Masculinity – noun
“the social roles, attitudes, and expectations considered
appropriate for men”
The idea of a man is a construction
Built from ever-lasting empires
Forged into iron swords and shields to
withstand all battles
They are created strong and protective
Masculinity is their cloak, their armor
And I know I was not clothed with the same fabric
Where a man’s skin is metal, mine is wooden
Nicked and scrapped
Shaped easily
The more curves I gain,
My figure is seen as – less
A puppet, strung on a stage
For your viewing
For your convenience
Because who I am can not be understood easily
But I’m not some piece of wood
or a puppet
Once you know me, you’ll see
I’m a human
I’m a boy
A boy with the hips of a dancer
Hugging dresses with childhood joy.
Heels tapping away to the sound of songs.
Wearing makeup because he likes to look pretty
I am a boy who ties his hair back,
wishing it was shorter
messy, in a handsome kind of way
A boy who is alienated,
because masculinity is not a blanket I wear
Not an image I express often
Sometimes, by choice
But other times by force
An inner war where trying to comply is easier,
than following the steps of those fighting the same demons,
The same perpetrators,
The same mirrors,
telling us we are wrong,
That I – was made – wrong
They preach it so easily,
To my face, in my ear
Caring not for how their comments cut my skin.
Every uttered “she” or “girl”
Becoming knives digging into wood,
Cracking the façade.
no matter how much I try,
They will never believe I am a real boy.
Those who do,
will tell me I must change.
Preaching it will ONLY take scars
It will ONLY take drugs injected into my muscle
That will BLEED from my palms
Shed from my mangled chest
Spill from my guts
I have – to be rough around the edges
Revoke the vulnerability – that womanhood
Has woven into my form.
Be cold at heart, fall in line with the system.

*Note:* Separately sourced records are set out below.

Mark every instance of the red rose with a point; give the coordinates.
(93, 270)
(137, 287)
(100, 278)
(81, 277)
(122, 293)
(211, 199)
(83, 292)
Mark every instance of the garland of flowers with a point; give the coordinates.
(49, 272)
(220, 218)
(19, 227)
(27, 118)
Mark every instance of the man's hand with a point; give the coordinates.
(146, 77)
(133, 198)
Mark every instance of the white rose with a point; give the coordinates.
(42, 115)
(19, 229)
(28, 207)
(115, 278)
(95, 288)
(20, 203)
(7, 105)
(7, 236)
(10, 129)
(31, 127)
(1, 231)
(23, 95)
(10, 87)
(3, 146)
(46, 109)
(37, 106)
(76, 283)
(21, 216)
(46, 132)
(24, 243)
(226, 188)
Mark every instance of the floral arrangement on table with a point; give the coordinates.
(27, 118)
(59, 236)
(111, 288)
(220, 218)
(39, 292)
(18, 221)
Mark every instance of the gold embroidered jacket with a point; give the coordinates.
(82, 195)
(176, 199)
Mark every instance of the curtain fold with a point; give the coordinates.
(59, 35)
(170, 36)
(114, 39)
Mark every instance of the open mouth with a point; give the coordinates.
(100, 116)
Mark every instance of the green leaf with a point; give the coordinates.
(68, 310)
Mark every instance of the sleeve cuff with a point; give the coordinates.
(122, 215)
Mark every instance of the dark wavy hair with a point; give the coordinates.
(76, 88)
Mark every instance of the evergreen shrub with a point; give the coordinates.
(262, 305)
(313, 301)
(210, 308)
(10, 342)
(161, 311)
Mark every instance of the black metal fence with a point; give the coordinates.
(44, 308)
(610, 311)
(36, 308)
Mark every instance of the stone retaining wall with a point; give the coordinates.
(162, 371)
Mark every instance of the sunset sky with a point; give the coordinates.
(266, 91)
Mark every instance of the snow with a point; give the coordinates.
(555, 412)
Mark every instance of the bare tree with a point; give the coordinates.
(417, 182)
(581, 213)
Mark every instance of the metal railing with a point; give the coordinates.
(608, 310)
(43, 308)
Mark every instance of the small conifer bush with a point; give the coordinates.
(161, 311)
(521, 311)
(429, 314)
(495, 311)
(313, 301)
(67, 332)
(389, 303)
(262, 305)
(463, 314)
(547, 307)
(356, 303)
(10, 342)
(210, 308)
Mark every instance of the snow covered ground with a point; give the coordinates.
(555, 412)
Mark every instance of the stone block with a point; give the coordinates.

To survive and avoid harm at the hands of oppression,
I MUST become the IMAGE of the oppressor.
I can only ever “want” to be a boy,
never actually be seen as one.
I’ll never wield the metal they carry
Or be built from empires
Or be cloaked with the same armor
Society has not built me
Which is why I’m building myself.
My own wood stronger and flexible, shaped to my desire.
I will build my empire
I will open my heart,
That bleeds the kindness shunned by others
That sheds the tears forbidden for others
I am not a puppet but this is MY stage
And I’ll let out my voice and say
I am a real boy
with a big chest and bigger heart
A boy who likes playing guitar at night,
a boy who likes books where people like him
get their promised happy endings
And I’m a boy who gets stressed,
and happy
And emotional.
But before all of that,
I am a person.
My boyhood is not exclusive to my humanity.